Vainqueur de la Coupe Gambardella en 2009 avec la génération dorée montpelliéraine, celle qui joue aujourd'hui les terreurs en Ligue 1, Stambouli s'est construit tout seul. En évitant à tout prix d'être étiqueté 'fils de', 'petit-fils de...' "Quand j'étais petit, je suivais les clubs de mon père. Je déménageais souvent. Quand je suis arrivé à l'âge de 13 ans, j'ai fait un essai à Montpellier", nous confie-t-il. Pourquoi Montpellier ? "Je voulais essayer de me détacher du contexte familial et trouver un centre de formation. Je ne voulais pas qu'on dise 'il est là parce qu'il y a le père ou le grand-père'. Je voulais y arriver par moi-même."

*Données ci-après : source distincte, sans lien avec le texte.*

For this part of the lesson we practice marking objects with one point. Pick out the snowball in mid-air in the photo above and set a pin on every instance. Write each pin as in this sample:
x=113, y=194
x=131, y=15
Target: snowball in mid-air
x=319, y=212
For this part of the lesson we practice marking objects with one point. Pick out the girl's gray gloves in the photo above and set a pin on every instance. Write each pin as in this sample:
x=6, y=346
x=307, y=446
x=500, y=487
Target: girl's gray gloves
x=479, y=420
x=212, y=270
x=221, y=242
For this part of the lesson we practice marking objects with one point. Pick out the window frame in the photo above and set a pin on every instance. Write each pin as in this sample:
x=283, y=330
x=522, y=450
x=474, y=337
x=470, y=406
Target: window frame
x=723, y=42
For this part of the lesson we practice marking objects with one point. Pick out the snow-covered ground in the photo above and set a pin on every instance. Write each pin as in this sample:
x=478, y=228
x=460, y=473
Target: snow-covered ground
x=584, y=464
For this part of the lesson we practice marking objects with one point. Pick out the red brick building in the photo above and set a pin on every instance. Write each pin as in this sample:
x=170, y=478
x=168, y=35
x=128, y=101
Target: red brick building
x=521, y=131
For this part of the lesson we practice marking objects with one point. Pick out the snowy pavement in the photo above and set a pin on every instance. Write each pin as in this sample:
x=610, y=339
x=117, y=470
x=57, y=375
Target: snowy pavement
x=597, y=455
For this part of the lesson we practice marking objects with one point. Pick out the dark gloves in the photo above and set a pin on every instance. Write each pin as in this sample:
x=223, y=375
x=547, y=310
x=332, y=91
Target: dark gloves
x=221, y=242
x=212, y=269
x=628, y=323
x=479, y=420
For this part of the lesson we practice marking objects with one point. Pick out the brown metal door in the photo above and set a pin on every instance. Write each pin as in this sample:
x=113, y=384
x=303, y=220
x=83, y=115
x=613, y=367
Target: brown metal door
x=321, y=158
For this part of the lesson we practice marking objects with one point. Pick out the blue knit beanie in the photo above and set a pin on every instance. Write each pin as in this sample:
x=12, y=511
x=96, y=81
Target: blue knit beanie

Et Marseille ? "C'était exclu... Complètement exclu, rigole-t-il. Le club est trop marqué par la famille. Mon père, le grand-père y était allé, mon oncle y avait joué en D3. C'était barré d'avance. Je ne voulais pas souffrir de ça et eux ne voulaient pas me l'imposer non plus. Montpellier était un bon club pour m'épanouir et c'était pas loin d'Uzès où se trouve notre point d'ancrage familial." Choix courageux et finalement payant.
Puyol, Mozer et Waddle
Milieu offensif à la base, Benjamin Stambouli a reculé petit à petit à Montpellier. Parfois surclassé, souvent avec sa classe d'âge, le futur professionnel, admirateur de la grinta de Puyol, Heinze ou Mozer tout autant que du pied gauche de Waddle, a suivi un cursus classique. Jusqu'à pointer le bout de son nez chez les pros. Avril 2008, Stambouli débarque dans le groupe de Rolland Courbis. "Premier entraînement, j'arrive et je me fais les croisés. Ça a duré onze mois. Ce n'était pas rien. Mais par la suite, René Girard a gardé un œil sur moi. C'est une des valeurs du club et j'ai intégré le groupe pro", se souvient-il.
Passé professionnel en 2010, Benjamin Stambouli réussit une première saison prometteuse en défense centrale ou parfois au milieu de terrain, un poste où il se sent "bien". Vingt-six matches disputés, une finale de Coupe de la Ligue perdue face à... Marseille, le fils d’Henri est sur la phase ascendante. Etait, tout au moins puisqu’il connait un petit contrecoup depuis le début du présent exercice. Il joue moins (7 matches de L1). Montpellier brille. Difficile de faire bouger les lignes. Mais le natif de Marseille s'accroche. "On gère comme on peut. Parfois, le doute peut s'installer mais il faut se surpasser et redoubler d'efforts." Prendre conseil également. La famille est là pour ça : "On en a discuté plusieurs fois. Leur maître-mot, c'est le travail. A partir de là, il n’y a pas 36 000 solutions : il faut avoir un comportement irréprochable à l’entraînement." Avec le départ des Africains à la CAN, Benjamin Stambouli devrait avoir son mot à dire ces prochaines semaines. Il n’attend que ça. Et il n’est pas le seul. Allez donc voir du côté d’Uzès ou de Marseille.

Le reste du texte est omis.